Widely unacknowledged is that at the heart of the debate is a huge tension between sadness over the loss of youth and a new type of happiness that's possible with humorous acceptance and the realization that you don't have to live by other people's standards.

It came as no surprise to me to discover that the top non-surgical procedure in the United States (Canada doesn't gather statistics on cosmetic procedures) is Botox. Nearly 2.5 million people had the injections in 2008, the last year for which data is available from the American Society for Aesthetic Plastic Surgery. Women account for 92 per cent of all cosmetic procedures. And it's from ages 30-50 - what I think of as the Age of Fading Youth years -- that 45 per cent of cosmetic procedures take place.

There is grief over the loss of effortless, youthful hotness. In her 2010 book, My Formerly Hot Life: Dispatches from Just the Other Side of Young, Stephanie Dolgoff writes about a morning commute in New York, when an attractive man asked her the time. "Eight-forty," she replied without hesitation. But he didn't ask her anything more. And it hit her, then at the tender age of 39, that she was "no longer a sexy young thing who had to adopt a slightly defensive posture when asked superficially innocent questions on public transportation. I was no longer 'all that,' perhaps no longer even a little of 'that' or whatever 'that' is."

"You're in a different category of human being," she explains in an interview.

All of us reach an age when you feel yourself slip from the male gaze. To some, it's a welcome relief, as though you've passed through a toll booth, after a long stretch in the judgmental opinion of others. But to others, the loss of attention is so profound, it makes them feel disingenuous for having complained about it when they basked in it.

And just as Ms. Dolgoff found, midlife invisibility often comes as a surprise.

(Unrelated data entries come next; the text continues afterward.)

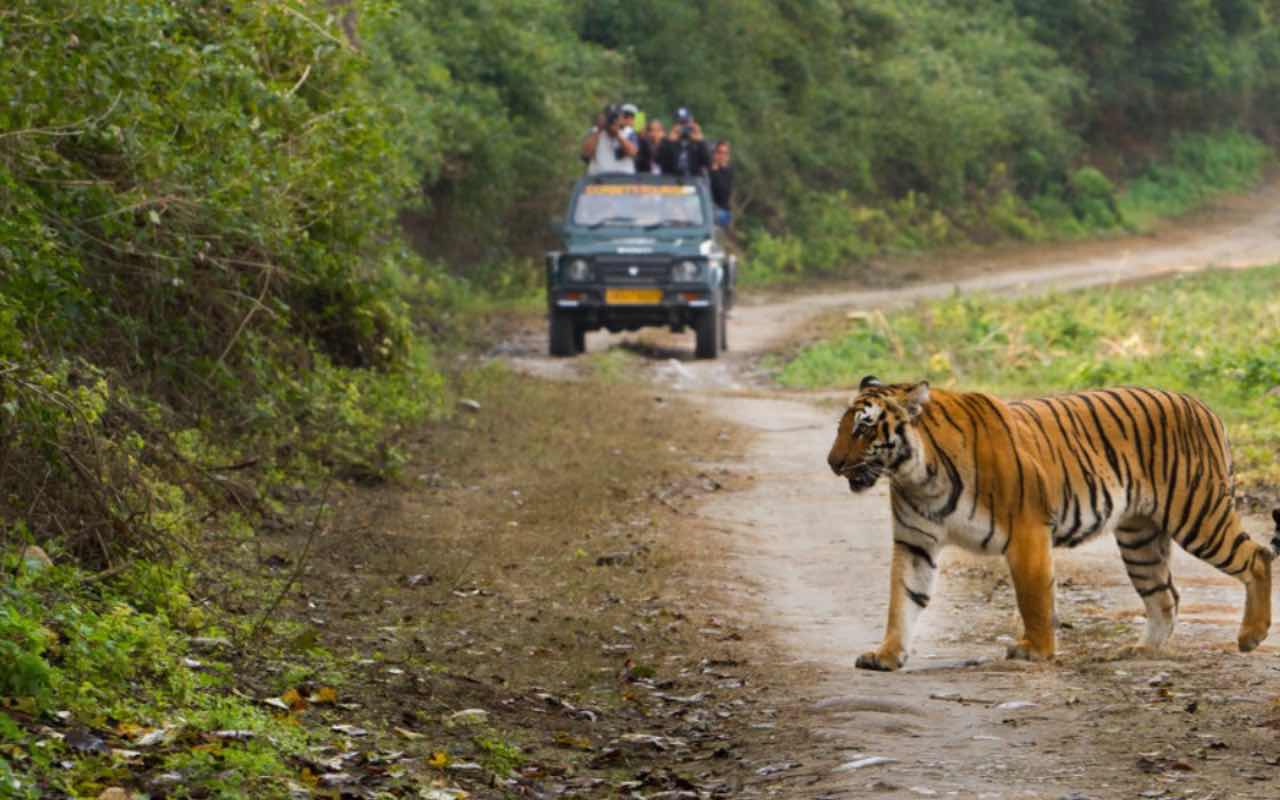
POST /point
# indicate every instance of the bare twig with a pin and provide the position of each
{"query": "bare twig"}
(297, 570)
(73, 128)
(248, 315)
(318, 27)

"No wonder Dad fell in love with you. You were hot," my youngest son innocently marvelled to me in my mid-40s, when I was single and divorced, and he saw a picture of me when in my 20s. From the mouths of 17-year-old, six-foot-four babes, I sighed to myself.

But it's the pressure to succumb to cosmetic fixes that is most difficult to withstand. The subtext for not doing anything is insidious: that the woman is not valuing herself. It's treated like a somewhat shameful lapse in grooming habits, as if she has ventured out in public without brushing her teeth or dressed in a ratty bathrobe.

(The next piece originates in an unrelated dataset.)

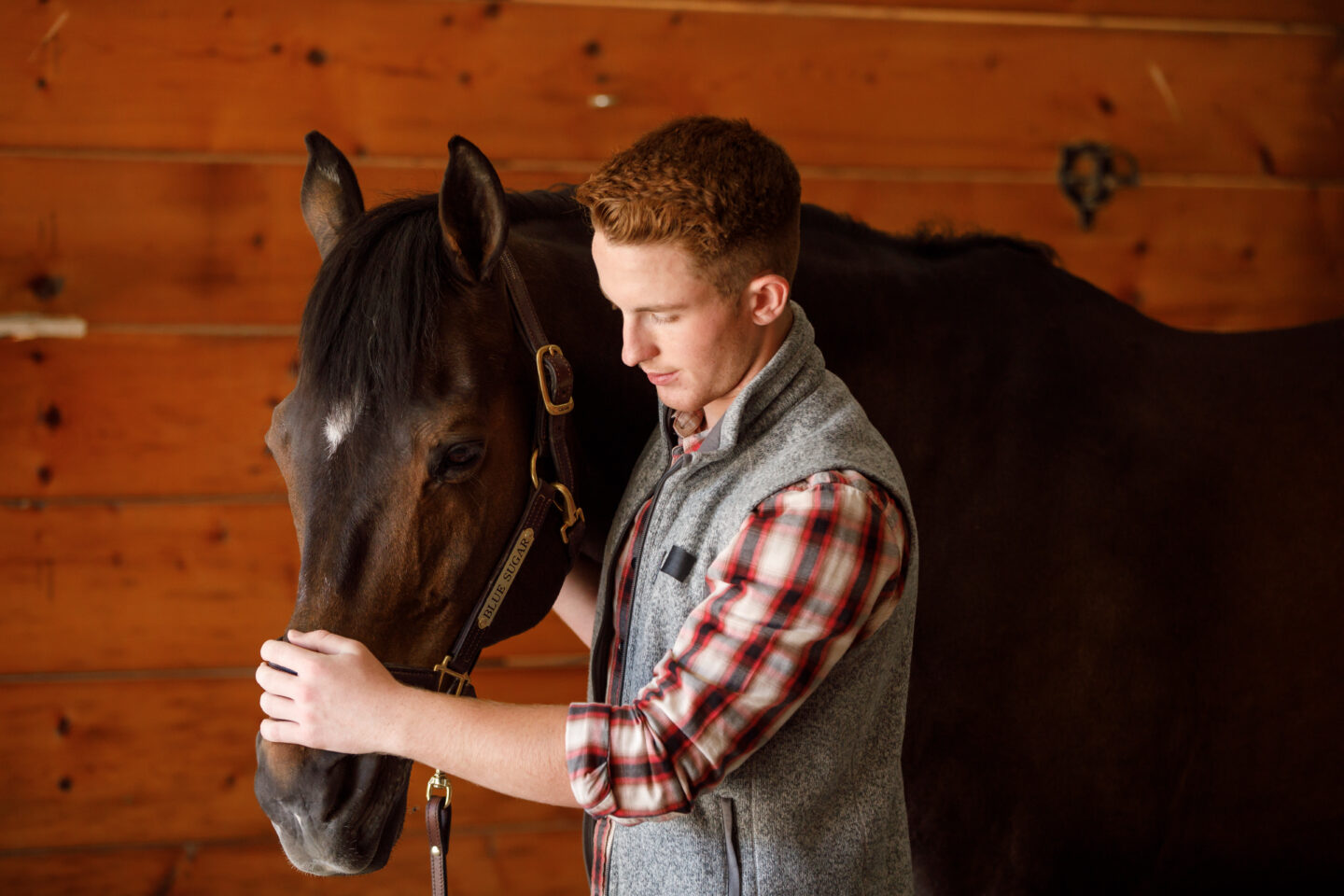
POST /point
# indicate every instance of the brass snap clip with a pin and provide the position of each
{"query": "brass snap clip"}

"I'm furious about the pressure women are under, but on other days I'm fantasizing about getting it done," admits Ms. Dolgoff, now a 43-year-old mother of twins.

It doesn't help that even your family doctor can make you feel bad about your eyelids.

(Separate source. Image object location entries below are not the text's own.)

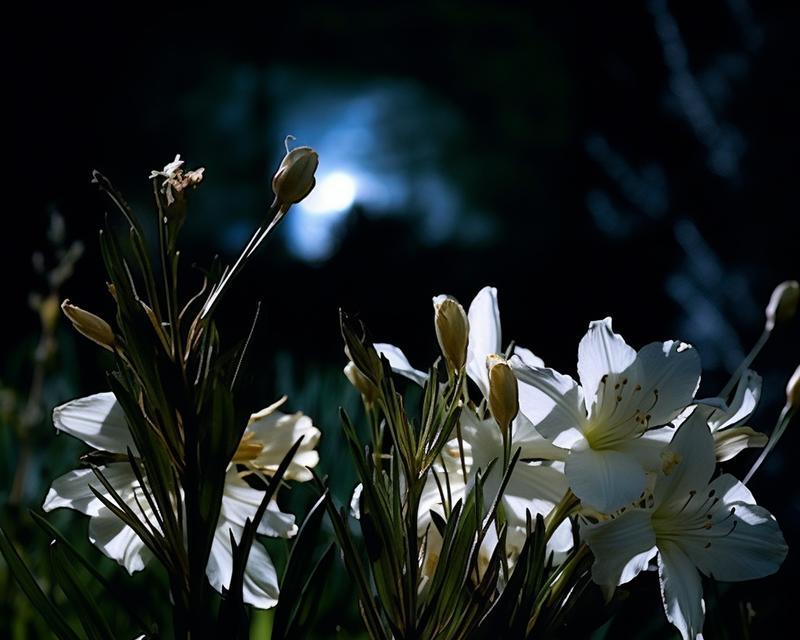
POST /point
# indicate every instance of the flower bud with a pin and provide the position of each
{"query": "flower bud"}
(294, 179)
(503, 392)
(48, 312)
(782, 304)
(90, 325)
(452, 330)
(362, 384)
(793, 390)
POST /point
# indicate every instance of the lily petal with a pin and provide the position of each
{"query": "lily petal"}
(534, 446)
(742, 405)
(622, 547)
(260, 587)
(552, 402)
(528, 357)
(669, 373)
(240, 503)
(601, 352)
(277, 432)
(118, 541)
(648, 447)
(72, 490)
(400, 364)
(689, 462)
(98, 420)
(733, 440)
(744, 542)
(681, 590)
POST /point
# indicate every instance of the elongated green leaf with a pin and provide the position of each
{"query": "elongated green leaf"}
(28, 583)
(232, 613)
(122, 601)
(79, 597)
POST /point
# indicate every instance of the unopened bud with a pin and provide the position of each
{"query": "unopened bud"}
(783, 304)
(452, 330)
(362, 384)
(793, 390)
(48, 312)
(503, 392)
(90, 325)
(294, 179)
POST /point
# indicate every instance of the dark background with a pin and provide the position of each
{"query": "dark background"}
(628, 159)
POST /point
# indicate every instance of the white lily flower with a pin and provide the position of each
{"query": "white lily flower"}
(431, 547)
(726, 422)
(533, 487)
(609, 422)
(693, 524)
(99, 421)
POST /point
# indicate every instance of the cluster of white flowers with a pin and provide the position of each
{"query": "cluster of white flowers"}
(632, 443)
(100, 422)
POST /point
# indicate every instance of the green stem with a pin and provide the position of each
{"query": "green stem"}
(729, 386)
(787, 413)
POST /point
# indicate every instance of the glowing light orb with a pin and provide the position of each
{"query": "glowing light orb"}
(334, 193)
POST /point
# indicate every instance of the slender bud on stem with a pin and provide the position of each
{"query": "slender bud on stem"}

"See the way the skin above your eye droops down a bit?" said an M.D. I once consulted who does some non-invasive cosmetic procedures. She held a mirror up for me. "That's what men's eyes are like."

God, give me a pill, a needle, anything, I thought. I felt worse than if I'd been diagnosed with a nasty illness. I have been transformed into a different sex without my permission?

I resisted in the end - out of principle. It doesn't sit well with me to think that just as we are coming into our own, learning about and celebrating our authentic selves, we are being encouraged to deny the years of experience that brought us here. There may be power in age-defiance - all the marketers who look to profit from our age-unhappiness tell us it's about being your best self and an empowering choice - but it is also a form of self-subjugation.

Ms. Dolgoff had a similar epiphany. She is happy being a Formerly, her term for being past it in the youthful beauty stakes. "The quality and quantity of my happiness is richer, more nuanced and one that I feel is not predicated on what others think. When I was in my 20s, I felt I was the composite of other people's opinions of me. I didn't know how to be happy. But I have learned how to over the years. I know there's no right answer. It's what works for you."